Had this been the two Manchester clubs, it would have been a nonsense of La Liga-style proportions; that this was 750/1 makeweights just squeezing out 4,000/1 rank outsiders made this simply incomprehensible. It was a title race closer than any in living memory, and the only real tragedy is that one of these two marvellous teams had to finish second. Equal on points and on goal difference, the trophy went to West London thanks to a solitary extra goal scored, the odd one in a combined total of 277. 139 vs. 138: the finest of margins, in every sense of the word.

As if to counterbalance the madness of the title race, a few of the Premier League's stronger clubs had difficult seasons. Arsenal, perhaps unbalanced by the last-minute sale of Piers Morgan to Barcelona, played attractive football throughout but typically failed to convert their possession into goals. The fans were frustrated for much of the season, and following a 1-0 loss away to West Ham -- 100% possession; Koscielny own goal -- one fan booed his team with such vigour that his trachea and lungs broke free from their moorings and shot from his derisive, braying, ungrateful mouth, killing him instantly. Still, the season ended on a positive note, as Jack Wilshere finally made his come back from injury. Arsene Wenger has confirmed that next season, if he remains fit, the young Englishman will retain the Gunnersaurus costume.

Tottenham Hotspur and Manchester United laboured to disappointing fourteenth and sixteenth places respectively. Spurs' campaign flickered promisingly at times but were beset by disputes between Andre Villas-Boas and his squad. Benoit Assou-Ekotto was dropped for three games after failing to notice his manager's new shoes, Kyle Walker was loaned to Nottingham Forest after beating his manager's straight with a full house, eights and fives, and at one stage the Portuguese even fined himself two weeks wages for leaving the iron on.

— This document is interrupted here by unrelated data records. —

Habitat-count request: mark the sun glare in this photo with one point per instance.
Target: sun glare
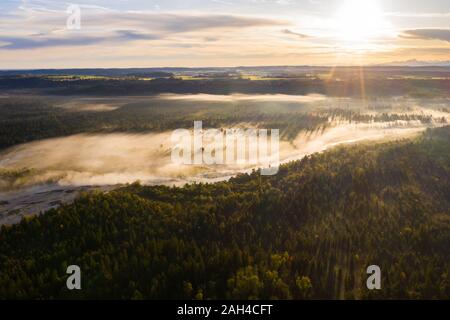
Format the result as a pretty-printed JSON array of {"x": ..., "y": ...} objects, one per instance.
[{"x": 359, "y": 21}]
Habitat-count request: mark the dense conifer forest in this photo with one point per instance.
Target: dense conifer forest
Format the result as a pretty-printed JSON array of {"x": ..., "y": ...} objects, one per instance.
[{"x": 309, "y": 232}]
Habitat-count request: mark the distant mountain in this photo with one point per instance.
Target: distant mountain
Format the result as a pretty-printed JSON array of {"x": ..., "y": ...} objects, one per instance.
[{"x": 416, "y": 63}]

As for United, they simply failed to score goals in quantities commensurate with the amount of attacking talent available to Sir Alex Ferguson. Despite starting several late-season games with four wingers, five strikers, and the excellent Shinji Kagawa, they scored only 23 goals all season, none of which came from corners.

Elsewhere, Everton's strong start was hindered in January when Real Madrid bought Marouane Fellaini for a world record €95m. Reading and Southampton both defied pre-season predictions of struggle to finish in relative mid-table comfort, as did West Ham, though the arrest of Sam Allardyce following his side's home victory over Arsenal did cast a something of a shadow over the second half of the East London club's season. His trial, on charges of public indecency and lewd conduct, is due to start at the beginning of August.

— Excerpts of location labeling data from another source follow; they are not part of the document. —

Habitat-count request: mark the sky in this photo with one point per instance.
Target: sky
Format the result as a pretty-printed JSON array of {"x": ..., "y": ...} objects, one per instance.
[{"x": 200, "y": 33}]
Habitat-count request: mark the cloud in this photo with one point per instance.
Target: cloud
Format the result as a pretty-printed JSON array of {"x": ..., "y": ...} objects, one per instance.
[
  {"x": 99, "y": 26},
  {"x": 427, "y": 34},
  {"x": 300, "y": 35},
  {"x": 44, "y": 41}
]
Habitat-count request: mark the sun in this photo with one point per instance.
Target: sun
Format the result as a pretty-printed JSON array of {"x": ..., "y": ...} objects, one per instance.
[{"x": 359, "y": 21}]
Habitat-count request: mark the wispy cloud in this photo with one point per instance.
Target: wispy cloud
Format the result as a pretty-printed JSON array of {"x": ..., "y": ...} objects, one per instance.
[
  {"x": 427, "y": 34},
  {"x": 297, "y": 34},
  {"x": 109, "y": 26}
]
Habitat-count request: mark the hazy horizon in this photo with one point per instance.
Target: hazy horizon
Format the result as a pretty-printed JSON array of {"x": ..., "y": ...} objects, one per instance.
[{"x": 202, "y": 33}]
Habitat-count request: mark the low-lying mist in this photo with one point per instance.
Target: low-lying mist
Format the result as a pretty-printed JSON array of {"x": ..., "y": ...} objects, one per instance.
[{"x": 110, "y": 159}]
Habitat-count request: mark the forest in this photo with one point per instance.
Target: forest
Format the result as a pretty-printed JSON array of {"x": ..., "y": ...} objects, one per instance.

Wigan finished seventeenth.

Finally, the story that at times threatened to overshadow the punchdrunk tango at the top of the table. While many people predicted that Norwich and Queen's Park Rangers would struggle to avoid the malign curse of the second season, the idea that they would be joined in the bottom three by five-time European champions Liverpool was so unthinkable that, for many fans, it still feels like something between a bad dream and a sick joke.

Yet relegated they were. Six different managers across a season tells its own story, and by the time Steven Gerrard's fourth game in charge condemned them to the drop, it was hard to claim that they didn't deserve their fate. "It was a mistake to appoint Brendan Rodgers," admitted John Henry after that game, before going on to acknowledge that, yes, it was also a mistake to re-appoint Kenny Dalglish, an error to replace him with tactical blogger Rafael Benitez, a terrible idea to take charge of one game himself, and an even worse one to ask baseball coach Bobby Valentine to oversee six ramshackle performances, before finally turning to Gerrard.

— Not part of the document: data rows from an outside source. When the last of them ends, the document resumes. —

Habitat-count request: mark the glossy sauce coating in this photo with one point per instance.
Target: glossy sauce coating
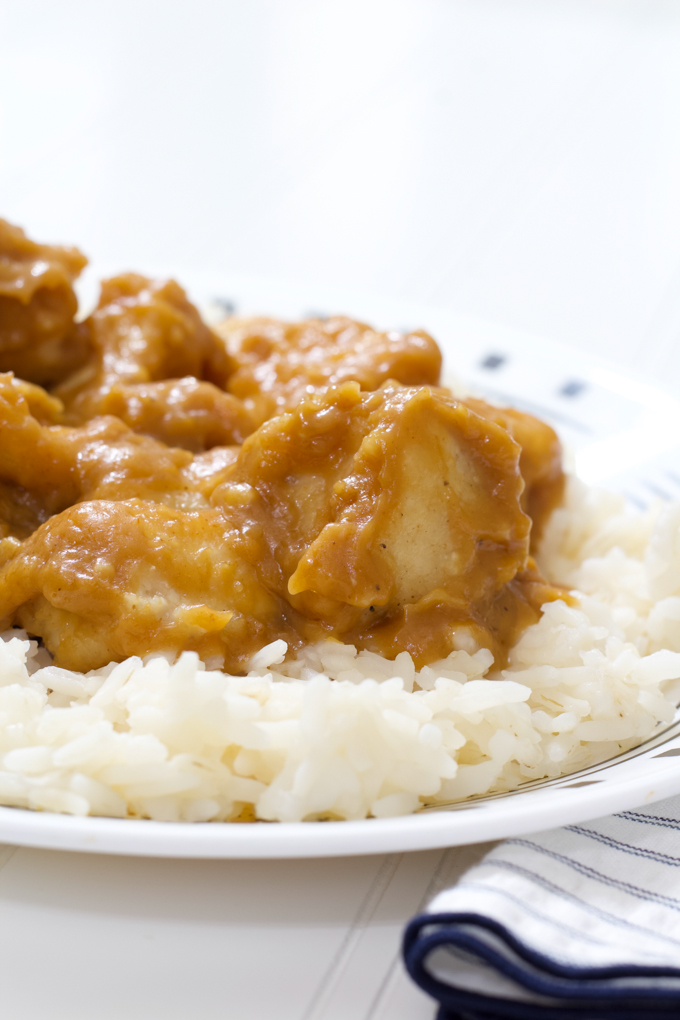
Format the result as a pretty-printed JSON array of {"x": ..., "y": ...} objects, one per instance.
[
  {"x": 188, "y": 489},
  {"x": 37, "y": 308}
]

Conceding a Premier League record 76 penalties didn't help either, though for many the lasting memory of the season will be Luis Suarez's meltdown away at West Ham. Players disputing a red card is nothing new. A player eating an entire corner flag, though, is unprecedented, and the subsequent 12-game ban ended both his season and any hope Liverpool might have had of saving their top-flight status. Plenty of people predicted that the Premier League would eat itself one day. Few expected it to come quite so literally.